Resonant enhancement of photoluminescence from dye molecules in lithium niobate substrate using photoinduced silver deposition with concentration dependence

This work fabricates a plasmonic lithium niobate substrate with metal nanoparticles (MNPs) to enhance electromagnetic field interaction and diminish lifetime with concentration dependence. The enhanced photoluminescence (PL) from dye molecules in lithium niobate substrate and shortened lifetimes associate with plasmon resonance arising from the metal nanoparticles (MNPs) layers. We experimentally and numerically verified that the surface plasmon coupling between MNPs potentially influences PL reactions. The remarkable enhanced PL of deposited MNPs substrate can be achieved by increasing absorption. The fabricated structure can help tune the surface-enhanced electromagnetic field. The Raman signal of rhodamine 6G dye and PL intensity of DCJTB (4-(dicyanomethylene)-2-t-butyl-6-(1,1,7,7-tetramethyljulolidyl-9-enyl)-4H-pyran) molecules in the fabricated substrate are enhanced 13 times and 10.26 times compared to untreated.
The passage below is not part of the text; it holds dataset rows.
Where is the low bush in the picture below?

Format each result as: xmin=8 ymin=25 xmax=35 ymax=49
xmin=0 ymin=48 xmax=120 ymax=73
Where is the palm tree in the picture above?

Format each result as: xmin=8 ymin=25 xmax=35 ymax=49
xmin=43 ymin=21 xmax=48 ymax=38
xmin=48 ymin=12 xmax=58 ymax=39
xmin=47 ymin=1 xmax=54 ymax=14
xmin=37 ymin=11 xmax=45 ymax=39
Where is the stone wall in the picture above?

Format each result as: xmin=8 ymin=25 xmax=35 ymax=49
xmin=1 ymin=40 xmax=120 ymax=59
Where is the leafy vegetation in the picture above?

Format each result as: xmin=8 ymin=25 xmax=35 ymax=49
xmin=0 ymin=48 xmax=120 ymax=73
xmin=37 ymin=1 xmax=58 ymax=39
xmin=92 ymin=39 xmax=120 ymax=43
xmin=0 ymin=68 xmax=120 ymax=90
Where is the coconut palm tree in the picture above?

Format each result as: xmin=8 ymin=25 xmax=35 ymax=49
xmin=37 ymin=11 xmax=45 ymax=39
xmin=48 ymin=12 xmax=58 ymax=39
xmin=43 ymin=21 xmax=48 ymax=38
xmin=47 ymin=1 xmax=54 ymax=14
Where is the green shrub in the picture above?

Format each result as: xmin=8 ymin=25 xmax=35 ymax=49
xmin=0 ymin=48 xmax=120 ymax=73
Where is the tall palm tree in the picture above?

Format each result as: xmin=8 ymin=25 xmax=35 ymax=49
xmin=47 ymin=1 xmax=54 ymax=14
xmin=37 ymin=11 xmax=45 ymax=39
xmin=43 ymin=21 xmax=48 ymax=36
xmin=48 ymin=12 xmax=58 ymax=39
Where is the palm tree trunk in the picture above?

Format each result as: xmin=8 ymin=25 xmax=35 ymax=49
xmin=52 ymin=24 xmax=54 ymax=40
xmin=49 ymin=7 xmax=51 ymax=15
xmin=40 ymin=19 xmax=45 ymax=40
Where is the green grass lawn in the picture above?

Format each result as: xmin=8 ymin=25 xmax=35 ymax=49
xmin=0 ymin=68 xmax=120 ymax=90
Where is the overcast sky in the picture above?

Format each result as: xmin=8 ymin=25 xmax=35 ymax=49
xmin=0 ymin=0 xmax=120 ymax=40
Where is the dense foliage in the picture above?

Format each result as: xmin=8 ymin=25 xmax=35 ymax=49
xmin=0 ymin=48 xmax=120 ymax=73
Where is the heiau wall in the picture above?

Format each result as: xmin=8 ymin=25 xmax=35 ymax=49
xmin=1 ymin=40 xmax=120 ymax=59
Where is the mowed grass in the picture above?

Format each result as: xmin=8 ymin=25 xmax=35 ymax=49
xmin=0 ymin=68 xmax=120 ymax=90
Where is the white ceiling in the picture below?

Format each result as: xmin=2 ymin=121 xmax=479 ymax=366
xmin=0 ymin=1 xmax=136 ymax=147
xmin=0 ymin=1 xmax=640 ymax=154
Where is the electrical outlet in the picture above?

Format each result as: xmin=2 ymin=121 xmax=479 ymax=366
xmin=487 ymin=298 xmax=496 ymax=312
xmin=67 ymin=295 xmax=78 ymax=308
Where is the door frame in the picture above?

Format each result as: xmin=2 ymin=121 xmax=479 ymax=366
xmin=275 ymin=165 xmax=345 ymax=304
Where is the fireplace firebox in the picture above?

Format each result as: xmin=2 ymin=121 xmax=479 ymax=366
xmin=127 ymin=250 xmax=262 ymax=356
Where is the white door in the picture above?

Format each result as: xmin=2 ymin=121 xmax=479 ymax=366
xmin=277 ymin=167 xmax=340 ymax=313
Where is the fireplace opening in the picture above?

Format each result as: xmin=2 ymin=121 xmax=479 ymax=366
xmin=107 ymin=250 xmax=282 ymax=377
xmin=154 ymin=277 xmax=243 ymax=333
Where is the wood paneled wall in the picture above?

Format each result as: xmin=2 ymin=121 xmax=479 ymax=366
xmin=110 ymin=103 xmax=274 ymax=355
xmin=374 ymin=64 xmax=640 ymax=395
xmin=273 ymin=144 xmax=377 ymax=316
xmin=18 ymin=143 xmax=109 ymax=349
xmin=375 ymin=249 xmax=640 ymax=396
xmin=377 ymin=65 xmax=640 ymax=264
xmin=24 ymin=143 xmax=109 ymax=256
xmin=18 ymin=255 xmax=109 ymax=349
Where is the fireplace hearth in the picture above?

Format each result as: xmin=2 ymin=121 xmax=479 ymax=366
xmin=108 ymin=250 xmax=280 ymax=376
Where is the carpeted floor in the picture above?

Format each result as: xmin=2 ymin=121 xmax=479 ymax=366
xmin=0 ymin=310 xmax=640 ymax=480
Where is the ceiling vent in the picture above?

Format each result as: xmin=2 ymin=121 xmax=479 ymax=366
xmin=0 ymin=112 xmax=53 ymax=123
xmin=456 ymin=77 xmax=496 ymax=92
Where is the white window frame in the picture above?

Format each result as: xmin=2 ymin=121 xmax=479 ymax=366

Besides, the lifetime is reduced by 22.63%. This work is a perspective method for designing a PL-active lithium niobate substrate using photoinduced metal deposition with concentration dependence.

Automated summary

This work fabricates a plasmonic lithium niobate substrate with metal nanoparticles (MNPs) to enhance photoluminescence and reduce lifetime, and it explores the potential influence of surface plasmon coupling on the photoluminescence reactions.